The use of submarines and underwater mines in WWI profoundly influenced the development of underwater acoustics. German submarines (called U-boats) targeted shipping between the United States and Europe, sinking nearly 10 million tons of cargo in two years, severely crippling the U.S. and European Allied Forces’ supply lines. Explosions from contact mines suspended on underwater cables also took their toll. Total losses due to mines by both German and Allied forces were 146 war vessels (including 40 submarines), 267 auxiliary vessels, and 586 merchant ships. The effectiveness of submarines and underwater mines in naval warfare was undisputable.
Underwater sound could be used to detect submerged submarines and mines, and underwater acoustics subsequently became closely associated with military applications (and research on undersea sound became wrapped in a veil of secrecy). During WWI, submarines were detected by listening for their engines or propellers. A simple two-earphone (air tube) device was worn by the sonar operator who could determine the direction from which the sound arrived by mechanically rotating the receiver.
A number of different towed receivers were also developed for use by surface ships, in order to put the hydrophones further from the noise produced by the ship.

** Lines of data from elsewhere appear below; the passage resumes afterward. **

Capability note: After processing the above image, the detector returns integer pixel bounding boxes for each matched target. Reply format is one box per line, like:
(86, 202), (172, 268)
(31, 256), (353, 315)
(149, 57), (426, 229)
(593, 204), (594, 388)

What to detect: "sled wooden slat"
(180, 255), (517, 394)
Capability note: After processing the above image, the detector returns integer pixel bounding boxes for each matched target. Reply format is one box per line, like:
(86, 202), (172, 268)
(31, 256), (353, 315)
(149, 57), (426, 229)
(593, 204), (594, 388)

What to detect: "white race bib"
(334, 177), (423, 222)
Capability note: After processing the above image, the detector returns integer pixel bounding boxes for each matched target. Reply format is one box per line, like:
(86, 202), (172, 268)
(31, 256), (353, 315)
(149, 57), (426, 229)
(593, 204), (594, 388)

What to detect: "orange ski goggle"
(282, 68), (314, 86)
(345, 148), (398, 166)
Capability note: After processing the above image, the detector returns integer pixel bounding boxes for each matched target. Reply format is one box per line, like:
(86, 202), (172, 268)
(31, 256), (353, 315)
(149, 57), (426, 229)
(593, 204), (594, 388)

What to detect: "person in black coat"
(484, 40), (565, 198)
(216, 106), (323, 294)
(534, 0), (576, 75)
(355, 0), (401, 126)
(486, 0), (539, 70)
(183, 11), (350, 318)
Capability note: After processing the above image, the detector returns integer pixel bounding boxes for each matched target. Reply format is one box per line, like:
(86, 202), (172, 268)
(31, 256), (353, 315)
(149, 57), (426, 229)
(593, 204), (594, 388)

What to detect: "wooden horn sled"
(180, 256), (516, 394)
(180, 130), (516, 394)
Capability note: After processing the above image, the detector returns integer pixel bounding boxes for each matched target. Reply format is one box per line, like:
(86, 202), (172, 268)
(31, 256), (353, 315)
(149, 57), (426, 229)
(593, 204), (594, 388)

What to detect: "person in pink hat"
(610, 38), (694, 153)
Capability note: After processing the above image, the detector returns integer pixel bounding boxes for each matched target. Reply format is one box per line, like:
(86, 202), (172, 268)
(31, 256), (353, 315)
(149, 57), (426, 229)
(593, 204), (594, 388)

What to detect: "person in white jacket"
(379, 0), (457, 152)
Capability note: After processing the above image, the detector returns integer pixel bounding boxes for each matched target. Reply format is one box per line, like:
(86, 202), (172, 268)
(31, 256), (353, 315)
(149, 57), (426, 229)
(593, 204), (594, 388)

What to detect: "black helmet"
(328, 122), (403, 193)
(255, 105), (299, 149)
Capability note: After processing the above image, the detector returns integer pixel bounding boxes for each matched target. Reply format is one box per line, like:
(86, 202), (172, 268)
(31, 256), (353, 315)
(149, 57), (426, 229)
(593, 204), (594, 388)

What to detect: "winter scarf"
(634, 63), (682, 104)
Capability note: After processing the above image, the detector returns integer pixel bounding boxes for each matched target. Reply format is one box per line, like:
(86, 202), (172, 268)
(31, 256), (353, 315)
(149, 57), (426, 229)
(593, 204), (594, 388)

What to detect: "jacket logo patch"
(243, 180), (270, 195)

During WWI, in 1917, Paul Langevin, a French physicist, used the piezoelectric effect, which had been discovered in 1880 by Paul-Jacques and Pierre Curie, to build an echo-ranging system. When a changing voltage is applied to a crystal at the desired frequency, they expand and contract, generating a sound wave. Langevin built an echo-ranging system using quartz crystals placed between two steel plates to generate sound. In 1918 for the first time, echoes were received from a submarine at distances as great as 1500 m. WWI came to an end, however, before underwater echo ranging could meet the German U-boat threat.